Abstract
This article will discuss the way Ophelia’s end is portrayed by the fin de siecle poet Renee Vivien's two French poems “La Chanson d’Ophelie” and “A la perverse Ophelie”. It will examine how, between the first and the second poem, Vivien’s Ophelia shifts from an image of purity and purification of sins by water, as suggested by some previous French poets rewriting the heroine’s death such as Rimbaud, to an icon of perversion who embodies the ambiguities and the demonic aspects of the decadent female figure.

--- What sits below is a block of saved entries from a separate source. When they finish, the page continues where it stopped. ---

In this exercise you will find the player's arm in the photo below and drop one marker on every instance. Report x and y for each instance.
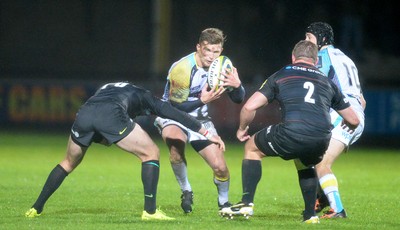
(206, 97)
(363, 101)
(343, 107)
(232, 81)
(350, 117)
(166, 110)
(248, 112)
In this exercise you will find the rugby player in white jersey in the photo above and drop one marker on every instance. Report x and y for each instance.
(187, 90)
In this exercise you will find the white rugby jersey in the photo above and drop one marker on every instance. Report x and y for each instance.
(185, 81)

First translating Gertrude’s lyricism towards the heroine’s end and imitating the Bard, then challenging his authorship and reshaping a poetical feminine space where men are excluded, Vivien seems to place her poetry and her Ophelia in an agonistic position with respect to the English canon. The poetic imaginary of Ophelia’s drowning in deathly waters blends with other literary references as it is regenerates in another cultural context.
Highlights
Shakespeare’s Ophelia is a complex figure of split and ambiguity
Pauline Tarn (1877–1909), who published in French under the name Renée Vivien, was among those poets intrigued by Ophelia-like self-annihilating female icons
By analysing poetical renditions of Ophelia, I will focus on how Vivien transforms the character from a pure and unselfconscious heroine to an icon of perversion, which amplifies the ambiguities connected to the decadent femme fatale and embodies her enchanting feminine power
Summary
Shakespeare’s Ophelia is a complex figure of split and ambiguity. An array of negative aspects characterises her: Ophelia can be seen as a figure of lack—whether a lack of language, since “her speech is nothing” (Shakespeare 373), a “lack of character”, as Samuel Taylor Coleridge pointed out (362), or a lack of phallus, as Jacques Lacan affirmed (Showalter 77). Pauline Tarn (1877–1909), who published in French under the name Renée Vivien, was among those poets intrigued by Ophelia-like self-annihilating female icons.